Some basics of schema design in Cassandra

Cassandra is very similar to relational databases when it comes to tables and columns. First a table has to be created along with the columns and types before data can be inserted into it. Cassandra has a query language called CQL(Cassandra query language) similar to SQL. There is a notion of partition key in Cassandra which is similar to primary key in relational database. The table is partitioned across nodes based on the hash value of the partition key in Cassandra. The primary difference between Cassandra and relational db comes in the queries that can be answered. In relational database the WHERE clause can have arbitrary column whereas in Cassandra it must have the partition key. The query could have other conditions along with the partition key in Cassandra. This is because Cassandra needs to know the partition in which the row or data resides before it can answer queries on it. Rows in a single node which have same partition key can be sorted based on something called clustering key. Partition key and clustering key uniquely identify a row in Cassandra and these two together form primary key of a table in Cassandra.

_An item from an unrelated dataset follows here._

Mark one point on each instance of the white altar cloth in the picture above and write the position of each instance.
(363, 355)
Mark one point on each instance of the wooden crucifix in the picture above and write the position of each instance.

There is a major difference between relational db and Cassandra when it comes to index. In relational db, index can be created on arbitrary columns which is a B-tree internally in the database and then arbitrary queries(sort, =, <, >) on that column can be answered. But in Cassandra index can not be created on any column. There is an implicit index on the partition key and queries can only be answered on that index which have a equality(=) condition on the partition key. If index on other column is required then a separate table has to be built manually and maintained in the application. That mean when inserting a row, this row should be inserted in two tables. Cassandra would support index out of the box from 3.0.0 release according to the people working on it. Then there would be no need of maintaining a separate table for index.